Little room for maneuver as U.S.-China ties slide further

By Michael Martina and David Brunnstrom

WASHINGTON (Reuters) -President Joe Biden said last month after a U.S. fighter jet shot down a suspected Chinese spy balloon that he planned to speak to Chinese President Xi Jinping about the episode and clear the air between the rival superpowers.

Five weeks later, the call still hasn’t happened.

Instead, after two months of diplomatic sniping and Xi’s trip this week to Moscow where he and Russian President Vladimir Putin jointly denounced the United States, U.S.-China relations have slid to what some say is the worst since the countries normalized ties in the 1970s.

Further complicating matters are stopovers in the United States next week and in early April by Taiwan’s President Tsai Ing-wen, who according to sources familiar with the planning may meet Republican House Speaker Kevin McCarthy during a “transit” stop in California on her way back from Latin America.

“This is not a good moment for American diplomacy,” said William Kirby, a professor of Chinese studies at Harvard University. “The last time China and Russia were this close was 1957, when Mao Zedong declared in Moscow, ‘The East Wind will prevail over the West Wind.'”

Now U.S. officials are once again asking how to reset the world’s most important bilateral relationship.

A Biden-Xi call would be an obvious first step. But despite the efforts of U.S. diplomats, sources said the Chinese have shown little interest in committing to such a call, which would be their first known interaction since a November meeting at the G20 in Bali.

Blinken did meet with China’s top diplomat Wang Yi at the Munich Security Conference last month after the balloon incident, but this did not soothe tensions. A source familiar with that conversation called it the most antagonistic U.S.-China engagement since contentious talks in Alaska early in the Biden administration. 

The person said China had declined to coordinate the meeting, forcing the State Department’s top East Asia diplomat, Daniel Kritenbrink, to personally track down Wang Yi at the conference center to ask whether it would happen.

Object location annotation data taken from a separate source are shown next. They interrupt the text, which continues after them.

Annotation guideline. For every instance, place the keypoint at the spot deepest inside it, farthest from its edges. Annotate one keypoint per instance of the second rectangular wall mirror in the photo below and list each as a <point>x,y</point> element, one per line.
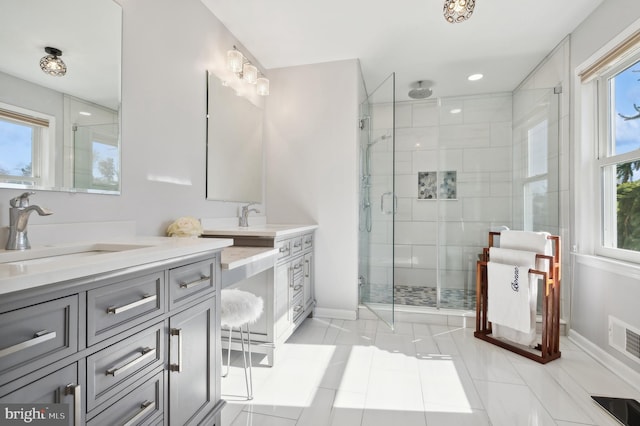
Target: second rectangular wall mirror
<point>234,145</point>
<point>60,130</point>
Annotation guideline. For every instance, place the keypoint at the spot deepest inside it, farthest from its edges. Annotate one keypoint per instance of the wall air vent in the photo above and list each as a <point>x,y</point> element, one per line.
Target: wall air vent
<point>624,338</point>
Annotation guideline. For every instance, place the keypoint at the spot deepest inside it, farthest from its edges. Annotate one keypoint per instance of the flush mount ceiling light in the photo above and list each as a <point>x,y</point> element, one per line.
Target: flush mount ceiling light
<point>52,64</point>
<point>420,92</point>
<point>246,71</point>
<point>458,10</point>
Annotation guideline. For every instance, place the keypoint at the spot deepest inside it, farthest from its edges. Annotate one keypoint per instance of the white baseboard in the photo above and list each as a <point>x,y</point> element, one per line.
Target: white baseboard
<point>334,313</point>
<point>620,369</point>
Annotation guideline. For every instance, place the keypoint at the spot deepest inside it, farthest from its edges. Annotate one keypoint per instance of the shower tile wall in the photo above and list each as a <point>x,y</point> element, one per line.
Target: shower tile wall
<point>476,143</point>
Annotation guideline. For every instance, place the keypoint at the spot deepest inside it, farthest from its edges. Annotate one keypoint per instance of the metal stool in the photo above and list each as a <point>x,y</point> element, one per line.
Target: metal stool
<point>239,309</point>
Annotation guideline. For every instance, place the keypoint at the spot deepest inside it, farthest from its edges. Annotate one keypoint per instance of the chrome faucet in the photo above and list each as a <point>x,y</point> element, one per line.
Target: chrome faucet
<point>244,216</point>
<point>18,220</point>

The U.S. decision to shoot down the Chinese balloon on Feb. 4 drew angry complaints from China and Wang called the U.S. reaction “hysterical”.

The source said frictions were also exacerbated by Biden’s State of the Union speech three days later in which he appeared to question Xi’s standing on the world stage, enraging officials in Beijing.

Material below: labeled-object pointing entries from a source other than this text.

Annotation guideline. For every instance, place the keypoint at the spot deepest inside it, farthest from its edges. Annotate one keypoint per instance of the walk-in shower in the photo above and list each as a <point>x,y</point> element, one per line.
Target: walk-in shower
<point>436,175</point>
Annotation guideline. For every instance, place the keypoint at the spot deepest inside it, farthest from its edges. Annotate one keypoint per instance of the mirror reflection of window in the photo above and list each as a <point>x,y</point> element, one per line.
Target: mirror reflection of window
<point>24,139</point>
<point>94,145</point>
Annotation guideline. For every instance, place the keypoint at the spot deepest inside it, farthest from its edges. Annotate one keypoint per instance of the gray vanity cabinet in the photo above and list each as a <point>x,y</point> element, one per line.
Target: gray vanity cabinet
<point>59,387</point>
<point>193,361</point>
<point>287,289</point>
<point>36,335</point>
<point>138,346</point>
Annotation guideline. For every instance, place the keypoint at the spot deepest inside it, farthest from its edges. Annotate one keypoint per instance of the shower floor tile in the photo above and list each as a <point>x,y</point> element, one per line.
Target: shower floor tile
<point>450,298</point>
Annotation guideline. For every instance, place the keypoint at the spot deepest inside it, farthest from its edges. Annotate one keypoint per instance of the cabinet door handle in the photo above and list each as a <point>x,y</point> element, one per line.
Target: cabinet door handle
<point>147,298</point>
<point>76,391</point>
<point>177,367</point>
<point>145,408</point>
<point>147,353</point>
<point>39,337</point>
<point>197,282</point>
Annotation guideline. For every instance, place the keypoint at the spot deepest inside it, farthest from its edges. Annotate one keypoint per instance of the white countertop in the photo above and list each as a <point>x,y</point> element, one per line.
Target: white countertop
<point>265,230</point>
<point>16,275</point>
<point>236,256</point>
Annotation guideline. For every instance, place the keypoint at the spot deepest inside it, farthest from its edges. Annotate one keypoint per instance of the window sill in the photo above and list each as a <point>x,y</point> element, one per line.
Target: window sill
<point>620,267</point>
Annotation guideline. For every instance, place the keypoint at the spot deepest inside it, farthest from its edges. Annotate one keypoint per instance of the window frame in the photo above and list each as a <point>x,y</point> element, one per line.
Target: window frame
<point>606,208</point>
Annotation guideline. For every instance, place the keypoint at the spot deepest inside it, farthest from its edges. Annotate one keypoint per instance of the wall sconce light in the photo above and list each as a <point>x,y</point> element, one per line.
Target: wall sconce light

“Name me a world leader who’d change places with Xi Jinping. Name me one,” Biden said in his speech, evidently referring to a host of domestic and foreign policy challenges facing China.

The Chinese Embassy in Washington did not respond to a request for comment.

A U.S. State Department spokesperson did not address the Munich meeting or China’s reaction to Biden’s comments but said that the U.S. will continue to keep “open and constructive lines of communication” with China.

“In past times, when the relationship encountered a major dip, as after the Tiananmen massacre of 1989 or the Taiwan Strait crisis of 1995-96, the two countries made serious efforts to reestablish a stable foundation under their relations,” said Michael Swaine, a China expert at the Quincy Institute.

“Now a deepening level of suspicion, vitriol, and finger-pointing dominate almost all exchanges, preventing substantive engagement.”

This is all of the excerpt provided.